While grabbing a bite for free was the general motivation to attend amongst the event-goers, the event coordinator and Head of Reference and Instructional Services at the library William Grubb had a different motivation for starting Taste of Portland. By strategically placing the event in front of the Glickman Family Library, he said that he hopes students will notice the library more and utilize all the educational features it has to offer.

“Students think they can find articles and other study material with the click of a mouse on Google, but it’s the use of a library’s databases and books that are better tools for helping students learn,” said Grubb.

Grubb said that an event centered around local food relates to the Glickman Library’s origins as Huston’s Bakery, built in 1919. The building itself still has the concrete columns that once encased brick ovens.

Grubb mentioned that while Taste of Portland gives exposure to the library, it’s also important to celebrate and in some cases introduce Portland’s diverse culinary culture to the community. The welcome team that helped Grubb set up and run the event for the day agreed with him on this perspective. They believed it was an essential tradition to be started at USM for Welcome Week.

“This [event] is unique to USM and Portland as a city,” said Samantha Ireland, a graduate assistant at the Wellness Resource Center. “While there are other events in Portland that give people a look into what’s on the menu for local restaurants, Taste of Portland gives attention to the up-and-coming craze of food trucks and street vendors within the city.”
Lauren Ostis and Derrick Anderson, who run the Little Jamaica food cart, participated in Taste of Portland for the first time this year.

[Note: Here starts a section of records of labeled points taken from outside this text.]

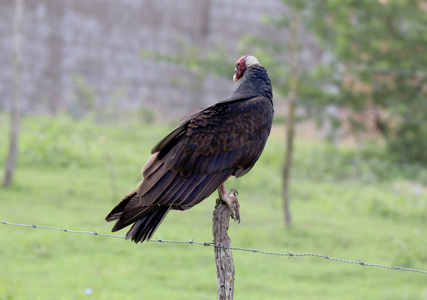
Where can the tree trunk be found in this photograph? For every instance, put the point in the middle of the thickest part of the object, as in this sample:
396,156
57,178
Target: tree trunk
17,93
290,122
223,256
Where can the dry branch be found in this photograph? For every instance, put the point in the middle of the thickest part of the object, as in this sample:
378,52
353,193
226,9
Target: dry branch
223,254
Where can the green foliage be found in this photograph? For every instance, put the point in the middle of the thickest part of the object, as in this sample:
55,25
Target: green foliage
378,65
346,204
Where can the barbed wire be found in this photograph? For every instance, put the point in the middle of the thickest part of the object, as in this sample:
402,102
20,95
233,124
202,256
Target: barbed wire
207,244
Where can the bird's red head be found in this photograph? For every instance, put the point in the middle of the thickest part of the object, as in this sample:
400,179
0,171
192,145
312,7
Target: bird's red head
242,64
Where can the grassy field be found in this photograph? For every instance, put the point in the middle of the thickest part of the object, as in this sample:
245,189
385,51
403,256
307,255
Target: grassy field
355,205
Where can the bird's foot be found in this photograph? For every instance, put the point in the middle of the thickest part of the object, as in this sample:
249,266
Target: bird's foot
231,201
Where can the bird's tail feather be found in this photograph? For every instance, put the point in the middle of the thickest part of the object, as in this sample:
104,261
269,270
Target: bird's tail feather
144,228
148,218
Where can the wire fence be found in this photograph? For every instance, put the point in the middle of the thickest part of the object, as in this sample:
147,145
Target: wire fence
207,244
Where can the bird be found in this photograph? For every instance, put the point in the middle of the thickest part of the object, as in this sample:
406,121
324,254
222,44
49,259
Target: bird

“We’re really trying to go to all types of events so we can meet people around the city and get exposure for our food,” said Ostis. She said that the jerk chicken and goat curry are two of the most popular sellers with USM students.

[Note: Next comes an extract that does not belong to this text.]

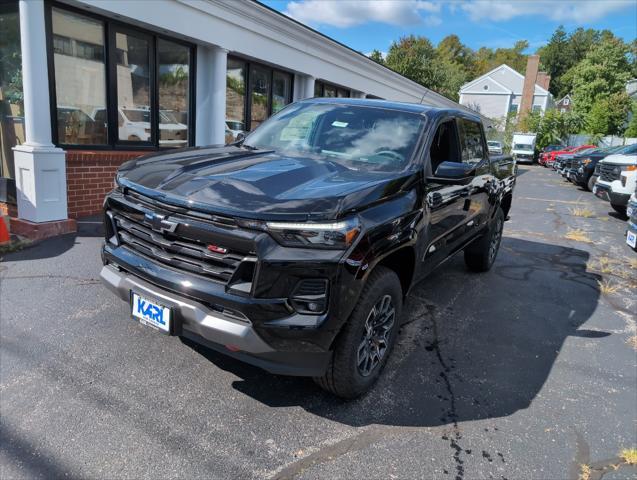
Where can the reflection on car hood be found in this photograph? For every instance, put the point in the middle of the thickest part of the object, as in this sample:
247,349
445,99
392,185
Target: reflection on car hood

The opinion amongst event goers was that Leonardo’s Pizza was the tastiest. They participated in Taste of Portland last year, and have been affiliated with other university events.
“We enjoy getting involved with the community and having this relationship with USM,” said Phil George, creator and founder of Leonardo’s. “We like seeing local food vendors getting attention, and it’s just fun for us to be here.”

This event creates exposure to both the Glickman Library and the food trucks. Taste of Portland serves as an opportunity not just to eat free food, but to hang out amongst peers. Andrew Kiezulas, a junior chemistry major, feels as if events like these are important to USM because it gives people a reason to connect with others.

“I know a lot of people here. I can come to these events and network with strangers and also see my friends,” said Kiezulas. “Let’s put it this way: I come for the food and I stay for the conversation.”

Taste of Portland is only on its second year and, according to Grubb, the head count for attendance appeared to be the same as last year. There weren’t many complaints about the event, except for the observation of student Mia Bogyo that it might be “better during the day.”

Despite the later scheduled time of 4:30 p.m, the hope is that more students will catch onto Taste of Portland for next year and find themselves drawn to an area of the campus that they otherwise might not have explored. This will allow students to see what Glickman has to offer for their education, to bond with their peers, and to sample some of Portland’s delicious food.